M-OST CM was prepared by conditioning SFM with immature M-OST overnight. CB CD34+ cells were expanded in M-OST CM or in SFM (defined as control) for 7 days with SCF, FL and TPO. CB cell expansion was significantly greater in M-OST CM cultures vs. SFM control (2.4 ±0.9 fold, mean ± SD, n=4, p=0.01). LDA transplantation assays were done by infusing the progeny of 500-8000 CD34+ cells in NSG mice. First, we compared the ST (< 31 days) and LT (˃ 100 days) thrombopoietic activities of expanded HSPC by measuring circulating human platelets (hPLT). The threshold for hPLT engraftment was set above the mean background level measured in control mice + 1SD. The median ST levels of hPLT in M-OST mice tended to be greater (2.5-fold, p˃0.05) in M-OST recipients (21 mice/condition, n=2). The frequency of ST hPLT HSPC estimated by LDA was 3.4 ±0.2 fold higher in M-OST CM cultures though the difference vs. control was not significant (p=0.11). LT hPLT levels were significantly greater in M-OST recipients (median 33 vs. 8 hPLT/uL blood, p=0.0027). Consistent with this, the frequency of HSPC with LT hPLT engraftment was increased in M-OST CM cultures (3.5±0.8 fold, p<0.04). Considering the differences in cell expansion, the net expansion of HSPC with ST and LT hPLT engraftment were raised by 5.5 ±1.7 and 6.0 ±3.4 fold in M-OST CM cultures vs. control (n=2). Next, LT human BM engraftment was analyzed at week 16. Preliminary results (13 mice/condition) suggest that the frequency of LT Scid repopulating cells (SRC) was increased by 27% in the M-OST CM culture vs. SFM control (frequency of 1/2878 vs. 1/3626 of day 0 starting cell).

Next, we set to determine how M-OST CM increases the thrombopoietic activity of expanded CB HSPC. First, cytometry analysis (CD34, CD38, CD45RA, CD90 and CD123) revealed that M-OST CM preferentially increased the expansion of common myeloid progenitors (CMP, 8-fold, p=0.2, n=3), megakaryocyte-erythroid progenitors (MEP, 7-fold, p=0.02) and granulocyte-macrophage progenitors (GMP, 9-fold, p=0.02) vs. SFM control. Expansion of HSC-enriched cells was unchanged while that of multipotent progenitors (MPP) was reduced 2-fold (p<0.05). We set to confirm these results by culturing purified primary CB HSPC subsets in M-OST CM or SFM; M-OST CM induced greater expansions of MEP (3-fold), GMP (˃10-fold) while expansion in MPP cultures was greater with SFM control (1.5-fold). No growth was noted with the HSC and CMP cultures likely due to low sort yields.

To complement these findings, we measured the expansion of myeloid CFU progenitors and long term culture-initiating cells (LTC-IC) by LDA. The total number of CFU was increased 2.4-fold (<0.02, n=4) by M-OST CM due mostly to increased expansion of CFU-G/GM colonies (2-fold, p<0.05) and BFU-E (2-fold, p=0.05). M-OST CM also sustained a 3.4-fold increase in LTC-IC expansion vs. SFM culture, though this finding remains to be confirmed in ongoing experiments.

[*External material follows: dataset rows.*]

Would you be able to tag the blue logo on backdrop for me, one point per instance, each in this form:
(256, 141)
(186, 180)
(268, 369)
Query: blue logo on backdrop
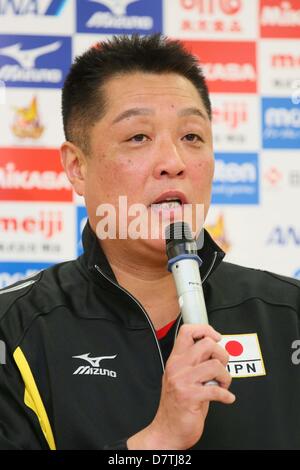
(281, 123)
(283, 236)
(81, 221)
(34, 61)
(31, 7)
(236, 179)
(119, 16)
(297, 274)
(14, 272)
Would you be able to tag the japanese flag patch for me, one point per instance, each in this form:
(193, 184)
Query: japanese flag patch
(245, 355)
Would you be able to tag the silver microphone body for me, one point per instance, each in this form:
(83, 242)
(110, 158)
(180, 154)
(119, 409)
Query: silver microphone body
(184, 263)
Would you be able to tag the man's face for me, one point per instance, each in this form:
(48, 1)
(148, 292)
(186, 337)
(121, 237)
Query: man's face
(154, 144)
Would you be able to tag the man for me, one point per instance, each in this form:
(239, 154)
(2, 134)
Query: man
(97, 357)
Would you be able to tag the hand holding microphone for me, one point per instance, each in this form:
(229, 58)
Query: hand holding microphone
(184, 401)
(184, 263)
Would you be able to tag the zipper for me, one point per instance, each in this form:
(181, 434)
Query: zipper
(140, 306)
(204, 279)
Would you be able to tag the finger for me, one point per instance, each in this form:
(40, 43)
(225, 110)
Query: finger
(212, 370)
(207, 348)
(188, 334)
(213, 393)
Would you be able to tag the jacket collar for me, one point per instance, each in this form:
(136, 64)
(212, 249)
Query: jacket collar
(210, 254)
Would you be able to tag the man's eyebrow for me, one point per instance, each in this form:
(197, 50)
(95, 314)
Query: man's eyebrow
(192, 112)
(133, 112)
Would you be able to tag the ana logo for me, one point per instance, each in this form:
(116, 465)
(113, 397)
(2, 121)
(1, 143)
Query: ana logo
(94, 367)
(117, 7)
(297, 274)
(235, 179)
(245, 355)
(284, 236)
(27, 122)
(280, 19)
(31, 7)
(34, 61)
(119, 16)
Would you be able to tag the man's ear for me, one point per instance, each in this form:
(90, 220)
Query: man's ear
(74, 163)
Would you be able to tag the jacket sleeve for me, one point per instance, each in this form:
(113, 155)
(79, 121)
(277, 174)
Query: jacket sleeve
(19, 425)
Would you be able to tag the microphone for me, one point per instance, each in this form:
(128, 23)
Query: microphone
(184, 263)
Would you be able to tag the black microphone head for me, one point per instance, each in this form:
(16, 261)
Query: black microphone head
(178, 231)
(179, 239)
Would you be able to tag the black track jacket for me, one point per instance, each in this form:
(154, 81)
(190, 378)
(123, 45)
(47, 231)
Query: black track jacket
(83, 365)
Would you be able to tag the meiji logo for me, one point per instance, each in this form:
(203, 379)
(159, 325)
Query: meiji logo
(280, 19)
(33, 61)
(236, 179)
(231, 72)
(33, 175)
(31, 7)
(285, 61)
(234, 172)
(117, 18)
(245, 355)
(94, 368)
(227, 68)
(212, 7)
(231, 113)
(282, 14)
(46, 223)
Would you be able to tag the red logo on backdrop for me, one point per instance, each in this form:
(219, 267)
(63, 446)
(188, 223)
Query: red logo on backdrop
(211, 15)
(33, 174)
(212, 7)
(228, 66)
(280, 19)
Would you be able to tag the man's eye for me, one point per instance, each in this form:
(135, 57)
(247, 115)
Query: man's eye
(138, 138)
(193, 138)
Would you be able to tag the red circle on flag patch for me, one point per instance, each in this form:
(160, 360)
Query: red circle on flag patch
(234, 348)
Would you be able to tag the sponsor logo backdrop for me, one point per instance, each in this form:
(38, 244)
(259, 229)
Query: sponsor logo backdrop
(250, 52)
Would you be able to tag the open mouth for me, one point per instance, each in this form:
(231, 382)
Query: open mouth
(167, 204)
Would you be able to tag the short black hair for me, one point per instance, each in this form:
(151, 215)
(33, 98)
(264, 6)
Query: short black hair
(83, 101)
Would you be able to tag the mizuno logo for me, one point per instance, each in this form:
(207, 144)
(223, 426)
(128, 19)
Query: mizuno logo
(117, 7)
(95, 368)
(27, 58)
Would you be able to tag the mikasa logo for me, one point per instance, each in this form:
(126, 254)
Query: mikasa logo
(95, 368)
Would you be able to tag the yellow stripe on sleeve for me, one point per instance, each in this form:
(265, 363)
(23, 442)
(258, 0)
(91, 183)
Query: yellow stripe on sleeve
(32, 397)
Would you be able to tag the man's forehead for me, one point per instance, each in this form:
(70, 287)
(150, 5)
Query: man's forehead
(141, 111)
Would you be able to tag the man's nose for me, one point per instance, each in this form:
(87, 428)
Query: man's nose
(169, 162)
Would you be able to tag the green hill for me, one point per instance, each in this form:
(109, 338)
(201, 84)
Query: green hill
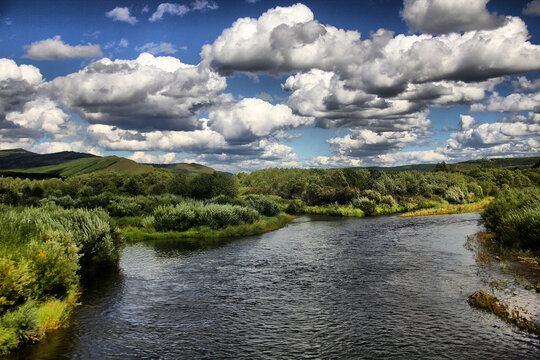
(504, 163)
(20, 162)
(14, 158)
(189, 169)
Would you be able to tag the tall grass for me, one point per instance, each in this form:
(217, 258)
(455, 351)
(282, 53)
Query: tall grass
(514, 216)
(195, 214)
(41, 252)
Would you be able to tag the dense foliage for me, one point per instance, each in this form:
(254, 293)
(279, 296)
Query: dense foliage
(194, 214)
(66, 223)
(41, 253)
(514, 216)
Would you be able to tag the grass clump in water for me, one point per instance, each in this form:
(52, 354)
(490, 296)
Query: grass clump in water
(484, 301)
(450, 209)
(42, 251)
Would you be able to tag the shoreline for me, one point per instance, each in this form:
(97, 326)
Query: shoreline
(450, 209)
(261, 226)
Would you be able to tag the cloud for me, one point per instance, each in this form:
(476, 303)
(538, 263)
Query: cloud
(248, 119)
(513, 102)
(161, 48)
(500, 138)
(442, 16)
(43, 115)
(204, 5)
(142, 157)
(55, 49)
(148, 93)
(121, 14)
(532, 8)
(524, 84)
(168, 8)
(122, 43)
(323, 95)
(364, 142)
(197, 141)
(288, 39)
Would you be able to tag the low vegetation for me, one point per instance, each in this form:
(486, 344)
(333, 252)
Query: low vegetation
(514, 217)
(52, 229)
(41, 256)
(484, 301)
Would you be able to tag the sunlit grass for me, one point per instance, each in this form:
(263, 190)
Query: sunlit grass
(484, 301)
(263, 225)
(450, 209)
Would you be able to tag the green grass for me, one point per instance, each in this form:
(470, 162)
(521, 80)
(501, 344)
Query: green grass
(332, 210)
(484, 301)
(89, 165)
(447, 209)
(189, 169)
(263, 225)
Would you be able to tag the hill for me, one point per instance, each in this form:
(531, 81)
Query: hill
(189, 169)
(23, 163)
(13, 159)
(503, 163)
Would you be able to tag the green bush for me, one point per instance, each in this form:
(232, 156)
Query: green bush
(369, 207)
(22, 322)
(389, 200)
(215, 216)
(295, 207)
(263, 205)
(455, 195)
(372, 195)
(41, 250)
(514, 216)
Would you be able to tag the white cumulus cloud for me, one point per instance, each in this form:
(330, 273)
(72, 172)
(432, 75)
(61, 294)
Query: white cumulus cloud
(154, 48)
(532, 8)
(443, 16)
(168, 8)
(56, 49)
(121, 14)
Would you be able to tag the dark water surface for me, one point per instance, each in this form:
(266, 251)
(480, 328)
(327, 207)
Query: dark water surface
(355, 288)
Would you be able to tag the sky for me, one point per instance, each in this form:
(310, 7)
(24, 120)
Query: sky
(249, 84)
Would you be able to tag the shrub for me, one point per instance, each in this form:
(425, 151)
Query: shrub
(263, 205)
(372, 195)
(55, 264)
(23, 323)
(369, 207)
(176, 218)
(224, 199)
(514, 216)
(16, 282)
(389, 200)
(295, 207)
(185, 216)
(455, 195)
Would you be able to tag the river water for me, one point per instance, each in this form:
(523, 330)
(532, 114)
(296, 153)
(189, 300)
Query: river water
(354, 288)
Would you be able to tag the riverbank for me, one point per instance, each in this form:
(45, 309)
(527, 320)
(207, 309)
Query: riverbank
(134, 233)
(44, 251)
(449, 209)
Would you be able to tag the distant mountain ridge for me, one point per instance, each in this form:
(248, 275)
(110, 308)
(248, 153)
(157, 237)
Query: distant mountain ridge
(504, 163)
(20, 162)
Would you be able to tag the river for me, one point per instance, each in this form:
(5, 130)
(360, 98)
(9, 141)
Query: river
(349, 288)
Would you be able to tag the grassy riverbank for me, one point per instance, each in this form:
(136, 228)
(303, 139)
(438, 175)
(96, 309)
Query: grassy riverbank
(484, 301)
(134, 233)
(43, 252)
(447, 209)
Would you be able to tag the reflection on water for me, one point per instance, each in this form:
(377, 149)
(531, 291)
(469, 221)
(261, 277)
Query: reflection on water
(361, 288)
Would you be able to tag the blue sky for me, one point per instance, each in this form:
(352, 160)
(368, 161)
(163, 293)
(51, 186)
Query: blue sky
(242, 85)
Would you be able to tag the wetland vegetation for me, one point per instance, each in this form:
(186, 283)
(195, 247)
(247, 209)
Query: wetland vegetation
(53, 229)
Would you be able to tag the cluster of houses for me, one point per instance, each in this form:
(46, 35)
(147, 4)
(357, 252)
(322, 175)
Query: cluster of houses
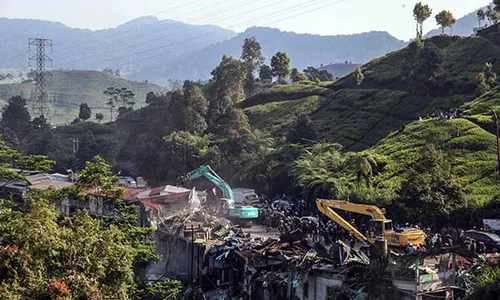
(228, 263)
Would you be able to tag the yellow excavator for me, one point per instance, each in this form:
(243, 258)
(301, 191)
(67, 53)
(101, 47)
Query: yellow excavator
(383, 226)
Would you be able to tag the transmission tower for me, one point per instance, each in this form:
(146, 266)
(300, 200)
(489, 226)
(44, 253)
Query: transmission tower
(42, 47)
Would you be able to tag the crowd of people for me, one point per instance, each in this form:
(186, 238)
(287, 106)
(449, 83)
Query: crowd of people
(289, 215)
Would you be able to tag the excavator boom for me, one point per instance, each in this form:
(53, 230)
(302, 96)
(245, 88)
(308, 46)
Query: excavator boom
(208, 173)
(398, 239)
(241, 213)
(370, 210)
(324, 207)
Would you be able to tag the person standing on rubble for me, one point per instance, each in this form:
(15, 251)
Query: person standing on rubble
(268, 222)
(352, 241)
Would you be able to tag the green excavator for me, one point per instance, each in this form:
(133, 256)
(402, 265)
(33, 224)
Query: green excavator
(239, 214)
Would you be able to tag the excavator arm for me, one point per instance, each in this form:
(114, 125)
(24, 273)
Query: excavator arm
(370, 210)
(208, 173)
(325, 207)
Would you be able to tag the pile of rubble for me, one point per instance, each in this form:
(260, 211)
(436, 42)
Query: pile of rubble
(243, 265)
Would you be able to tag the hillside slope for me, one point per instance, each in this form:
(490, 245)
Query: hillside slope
(340, 69)
(303, 49)
(68, 89)
(463, 27)
(358, 117)
(469, 149)
(85, 49)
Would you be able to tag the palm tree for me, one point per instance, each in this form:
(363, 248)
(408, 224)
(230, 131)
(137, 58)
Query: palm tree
(318, 169)
(480, 16)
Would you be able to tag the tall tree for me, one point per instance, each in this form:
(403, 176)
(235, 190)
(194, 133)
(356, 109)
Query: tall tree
(15, 116)
(252, 60)
(227, 87)
(445, 19)
(98, 177)
(113, 97)
(427, 68)
(280, 65)
(266, 74)
(85, 112)
(480, 16)
(421, 13)
(297, 76)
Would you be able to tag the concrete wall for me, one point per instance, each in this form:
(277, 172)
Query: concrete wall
(176, 254)
(317, 287)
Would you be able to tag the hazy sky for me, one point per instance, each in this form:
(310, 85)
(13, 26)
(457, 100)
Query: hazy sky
(340, 17)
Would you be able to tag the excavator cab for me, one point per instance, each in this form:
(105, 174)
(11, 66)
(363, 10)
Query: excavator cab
(381, 227)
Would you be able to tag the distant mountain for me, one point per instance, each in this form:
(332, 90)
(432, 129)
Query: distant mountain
(463, 27)
(303, 49)
(109, 48)
(340, 69)
(149, 49)
(68, 89)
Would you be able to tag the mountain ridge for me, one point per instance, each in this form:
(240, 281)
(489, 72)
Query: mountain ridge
(359, 48)
(146, 48)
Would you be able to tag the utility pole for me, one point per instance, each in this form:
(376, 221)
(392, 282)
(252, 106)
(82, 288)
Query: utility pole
(42, 47)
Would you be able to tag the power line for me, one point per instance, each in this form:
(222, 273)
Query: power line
(14, 57)
(171, 34)
(97, 31)
(239, 24)
(303, 13)
(41, 76)
(118, 34)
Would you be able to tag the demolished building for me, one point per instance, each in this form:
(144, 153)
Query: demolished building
(228, 263)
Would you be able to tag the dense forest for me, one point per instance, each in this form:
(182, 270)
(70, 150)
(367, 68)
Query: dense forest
(356, 138)
(412, 131)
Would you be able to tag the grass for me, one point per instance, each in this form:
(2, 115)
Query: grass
(366, 118)
(469, 149)
(68, 89)
(274, 117)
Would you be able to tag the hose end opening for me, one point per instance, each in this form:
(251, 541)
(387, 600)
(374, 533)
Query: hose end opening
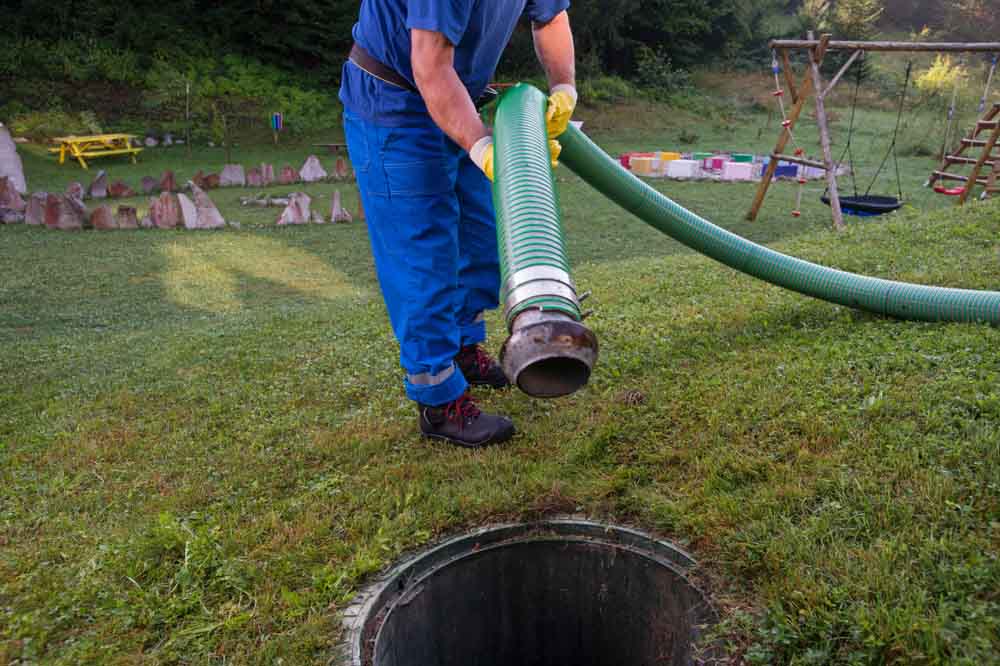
(549, 354)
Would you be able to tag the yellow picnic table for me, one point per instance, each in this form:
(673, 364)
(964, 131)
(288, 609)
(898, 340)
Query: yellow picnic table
(97, 145)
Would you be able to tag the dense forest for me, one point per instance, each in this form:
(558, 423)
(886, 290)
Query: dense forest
(140, 58)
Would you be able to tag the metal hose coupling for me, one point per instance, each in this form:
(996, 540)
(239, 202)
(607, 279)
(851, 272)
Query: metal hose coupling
(550, 353)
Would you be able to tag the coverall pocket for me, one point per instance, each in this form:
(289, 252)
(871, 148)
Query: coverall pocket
(415, 179)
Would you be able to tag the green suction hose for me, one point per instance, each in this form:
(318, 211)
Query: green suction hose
(550, 352)
(886, 297)
(534, 270)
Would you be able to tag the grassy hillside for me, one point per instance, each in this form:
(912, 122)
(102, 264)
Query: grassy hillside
(205, 449)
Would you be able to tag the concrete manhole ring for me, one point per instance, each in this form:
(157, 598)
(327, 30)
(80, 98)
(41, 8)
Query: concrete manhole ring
(551, 593)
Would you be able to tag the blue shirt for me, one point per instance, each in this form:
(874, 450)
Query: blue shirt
(479, 30)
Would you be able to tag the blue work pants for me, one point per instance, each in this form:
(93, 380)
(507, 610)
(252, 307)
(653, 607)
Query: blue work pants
(430, 220)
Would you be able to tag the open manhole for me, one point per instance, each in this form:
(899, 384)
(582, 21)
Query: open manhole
(556, 593)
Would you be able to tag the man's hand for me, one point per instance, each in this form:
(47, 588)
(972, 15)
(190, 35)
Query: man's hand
(482, 155)
(562, 102)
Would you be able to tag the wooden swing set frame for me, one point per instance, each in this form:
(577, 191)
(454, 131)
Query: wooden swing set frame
(813, 86)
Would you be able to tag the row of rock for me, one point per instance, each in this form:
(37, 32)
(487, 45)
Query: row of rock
(298, 210)
(68, 212)
(232, 175)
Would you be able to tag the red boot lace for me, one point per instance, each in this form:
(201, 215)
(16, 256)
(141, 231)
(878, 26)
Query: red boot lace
(483, 360)
(461, 409)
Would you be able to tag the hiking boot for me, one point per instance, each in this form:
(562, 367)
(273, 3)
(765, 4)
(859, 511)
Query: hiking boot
(460, 422)
(480, 369)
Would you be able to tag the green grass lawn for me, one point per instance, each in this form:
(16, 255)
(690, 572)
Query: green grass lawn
(205, 449)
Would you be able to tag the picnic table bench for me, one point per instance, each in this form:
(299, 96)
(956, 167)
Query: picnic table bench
(333, 148)
(97, 145)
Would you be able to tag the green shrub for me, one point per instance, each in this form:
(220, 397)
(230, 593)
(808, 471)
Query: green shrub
(41, 125)
(605, 89)
(657, 76)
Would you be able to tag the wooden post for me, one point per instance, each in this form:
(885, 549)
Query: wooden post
(786, 136)
(974, 176)
(786, 63)
(824, 131)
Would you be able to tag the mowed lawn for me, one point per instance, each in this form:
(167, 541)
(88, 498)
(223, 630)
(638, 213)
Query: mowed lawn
(205, 449)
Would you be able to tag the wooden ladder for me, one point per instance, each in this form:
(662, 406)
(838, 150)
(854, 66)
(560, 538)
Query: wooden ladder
(990, 122)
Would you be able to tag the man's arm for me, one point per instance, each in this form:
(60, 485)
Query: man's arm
(433, 60)
(555, 50)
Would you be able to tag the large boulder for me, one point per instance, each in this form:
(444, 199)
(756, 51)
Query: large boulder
(102, 219)
(168, 183)
(312, 171)
(99, 187)
(255, 178)
(63, 213)
(120, 190)
(233, 176)
(209, 216)
(127, 218)
(189, 214)
(337, 212)
(10, 198)
(35, 212)
(342, 171)
(297, 211)
(164, 211)
(288, 176)
(10, 161)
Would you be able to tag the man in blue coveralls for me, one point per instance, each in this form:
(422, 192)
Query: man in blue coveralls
(424, 161)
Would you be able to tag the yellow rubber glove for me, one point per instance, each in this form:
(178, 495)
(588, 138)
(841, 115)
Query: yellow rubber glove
(555, 148)
(482, 154)
(562, 103)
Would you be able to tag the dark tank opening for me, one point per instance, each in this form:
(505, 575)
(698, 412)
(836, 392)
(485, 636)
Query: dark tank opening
(565, 593)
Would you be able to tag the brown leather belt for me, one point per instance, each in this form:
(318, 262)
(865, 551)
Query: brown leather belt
(366, 63)
(363, 60)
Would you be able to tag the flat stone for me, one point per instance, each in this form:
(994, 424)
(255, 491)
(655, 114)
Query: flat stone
(288, 176)
(127, 218)
(120, 190)
(255, 178)
(35, 212)
(297, 211)
(189, 214)
(62, 213)
(8, 216)
(168, 183)
(312, 171)
(102, 219)
(165, 211)
(10, 198)
(75, 191)
(209, 216)
(233, 176)
(99, 188)
(342, 171)
(10, 161)
(337, 212)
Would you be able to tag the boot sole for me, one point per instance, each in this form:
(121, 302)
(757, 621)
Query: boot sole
(470, 445)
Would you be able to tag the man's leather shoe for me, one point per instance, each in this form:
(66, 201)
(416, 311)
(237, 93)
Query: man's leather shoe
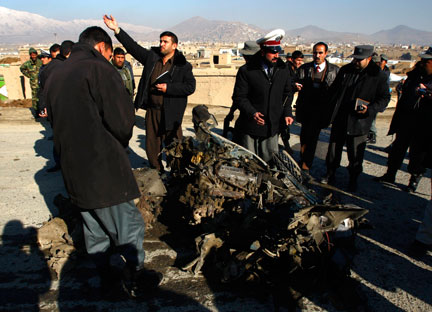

Finally, we investigated the effect of M-OST CM on the chemotaxis of HSPC toward SDF-1 since we previously reported increased expression of its receptor CXCR4 on CB cells in M-OST CM cultures. M-OST CM HSPC showed a modest 15% increase in migration vs. SFM control (n=4, p=0.10).

In conclusion, our results demonstrate that the ST and LT hPLT engraftment activities of ex vivo expanded CB HSPC can be increased 5-6 folds by the use of M-OST CM due to the expansion of immature CB HSPC subsets including perhaps LT SRC. Whether M-OST CM can also modulate the homing activity of HSPC remains unclear.